# GPT5 all official links Livestream link: https://www.youtube.com/live/0Uu_VJeV...

nabla9 · 2025-08-07T17:30:12 1754587812

Holy misleading graph Batman/Altman!

Academic benchmark score improves only 5% but they make the bar 50% higher.

ambicapter · 2025-08-07T17:32:31 1754587951

Which graph? There are dozens of graph on the page.

swyx · 2025-08-07T17:56:44 1754589404

they had a bad graph on stream which they have since fixed. wouldnt get too upset about a simple error

swyx · 2025-08-07T17:14:07 1754586847

our hands on review: https://www.latent.space/p/gpt-5-review

basically in my testing really felt that gpt5 was "using tools to think" rather than just "using tools". it gets very powerful when coding long horizon tasks (a separate post i'm publishing later).

to give one substantive example, in my developer beta (they will release the video in a bit) i put it to a task that claude code had been stuck on for the last week - same prompts - and it just added logging to instrument some of the failures that we were seeing and - from the logs that it added and asked me to rerun - figured out the solve.

diggan · 2025-08-07T17:20:14 1754587214

Was just skimming along that review, while watching the live-stream, where they just mentioned how much better at writing prose GPT-5 is, while I skimmed across:

> It’s actually worse at writing than GPT-4.5

Sounds like we need to wait a bit for the dust to settle before one can trust anything one hears/reads :)

dudeinhawaii · 2025-08-07T19:55:08 1754596508

This is why you need to have your own set of personal benchmarks. I have a few short stories that I have models continue (ones I wrote ages ago in my youth) or refactor. Some models are fantastic at writing but miss key details or enmesh them (Claude). Some are terrible writers at higher reasoning (o3). Some are decent writers but tend to provide very short outputs (gpt-4o).

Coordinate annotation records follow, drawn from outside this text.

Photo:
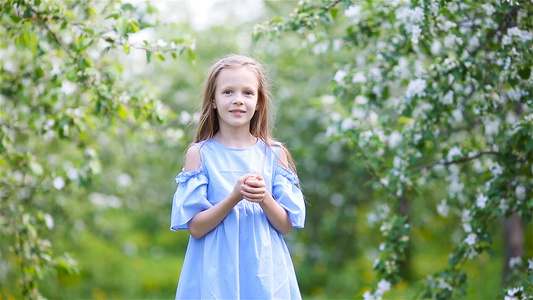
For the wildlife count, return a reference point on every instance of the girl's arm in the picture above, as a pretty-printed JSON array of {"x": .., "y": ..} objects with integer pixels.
[
  {"x": 207, "y": 220},
  {"x": 255, "y": 191}
]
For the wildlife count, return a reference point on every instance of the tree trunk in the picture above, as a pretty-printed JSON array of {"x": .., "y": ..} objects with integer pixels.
[{"x": 513, "y": 237}]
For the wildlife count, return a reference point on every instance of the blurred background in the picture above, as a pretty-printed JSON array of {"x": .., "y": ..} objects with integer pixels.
[{"x": 117, "y": 225}]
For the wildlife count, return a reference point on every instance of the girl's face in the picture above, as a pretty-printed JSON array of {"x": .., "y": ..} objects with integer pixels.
[{"x": 236, "y": 97}]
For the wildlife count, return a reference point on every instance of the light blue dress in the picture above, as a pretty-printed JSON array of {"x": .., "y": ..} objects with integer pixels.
[{"x": 244, "y": 257}]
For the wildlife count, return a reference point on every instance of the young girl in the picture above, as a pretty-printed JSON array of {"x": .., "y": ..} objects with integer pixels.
[{"x": 238, "y": 194}]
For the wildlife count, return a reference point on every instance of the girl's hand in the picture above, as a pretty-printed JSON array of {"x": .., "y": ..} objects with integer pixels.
[
  {"x": 237, "y": 189},
  {"x": 254, "y": 188}
]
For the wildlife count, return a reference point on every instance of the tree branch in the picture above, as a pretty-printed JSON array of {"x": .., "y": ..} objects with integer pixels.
[
  {"x": 333, "y": 5},
  {"x": 58, "y": 40},
  {"x": 458, "y": 161}
]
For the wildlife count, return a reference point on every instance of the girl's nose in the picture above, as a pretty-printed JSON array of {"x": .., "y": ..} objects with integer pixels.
[{"x": 237, "y": 100}]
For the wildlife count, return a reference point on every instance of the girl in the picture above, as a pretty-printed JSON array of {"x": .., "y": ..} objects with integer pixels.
[{"x": 238, "y": 193}]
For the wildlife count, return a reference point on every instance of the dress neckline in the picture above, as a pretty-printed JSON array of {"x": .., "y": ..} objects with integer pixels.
[{"x": 235, "y": 149}]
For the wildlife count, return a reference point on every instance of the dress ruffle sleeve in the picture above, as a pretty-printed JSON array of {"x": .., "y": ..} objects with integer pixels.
[
  {"x": 189, "y": 199},
  {"x": 287, "y": 193}
]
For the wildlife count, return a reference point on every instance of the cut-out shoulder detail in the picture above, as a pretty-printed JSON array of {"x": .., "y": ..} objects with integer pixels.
[
  {"x": 193, "y": 159},
  {"x": 183, "y": 176},
  {"x": 282, "y": 157},
  {"x": 293, "y": 178}
]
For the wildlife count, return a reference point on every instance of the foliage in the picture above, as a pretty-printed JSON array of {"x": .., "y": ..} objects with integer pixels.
[
  {"x": 431, "y": 93},
  {"x": 62, "y": 92}
]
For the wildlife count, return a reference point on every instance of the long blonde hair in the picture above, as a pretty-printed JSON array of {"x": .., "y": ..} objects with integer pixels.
[{"x": 208, "y": 124}]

For my personal benchmarks Gemini 2.5 Pro has always generated the most compelling writing that _also_ sticks to the world/script -- and sometimes surprises me by having characters react in ways that I hadn't considered but are consistent with their "worldview" as presented by the context (usually a world guide).

I find coding to be harder to benchmark because there are so many ways to write the same solution. A "correct" solution may be terrible in another context due to loss of speed, security, etc.

diggan · 2025-08-07T21:24:04 1754601844

> I find coding to be harder to benchmark because there are so many ways to write the same solution. A "correct" solution may be terrible in another context due to loss of speed, security, etc.

Yeah, I also do my own benchmarks, but as you said, coding ones are a bit harder. Currently I'm mostly benchmarking the accuracy of the tools I've written, which do bite-sized work. One tool is for editing parts of files, another to rewrite files fully, and so on, and each is individually benchmarked. But they're very specific, I do no overall benchmark for "Change feature X to do Y" which would span a "session", haven't find any good way of evaluating the results, just like you :)

anshumankmr · 2025-08-08T01:04:04 1754615044

Here’s one of my favourite questions. Every single Model prior to this including 4o, o3 use to fumble this. https://photos.app.goo.gl/zzfKKqDYFtMAP9Vb8

I am yet to test this out end to end

tough · 2025-08-07T17:26:46 1754587606

well it's difficult to trust the people selling it in the first place. They're too biased to not lie

It's hard to make a man understand something standing between them and their salary

barrell · 2025-08-07T17:40:17 1754588417

I don’t think that’s a valid excuse. Yes marketing speak has always existed, but it’s not like companies have always been completely unreliable.

I found it strange that, despite my excitement for such an event being roughly equivalent to WWDC these days, I had 0 desire to watch the live stream for exactly this reason: it’s not like they’re going to give anything to us straight.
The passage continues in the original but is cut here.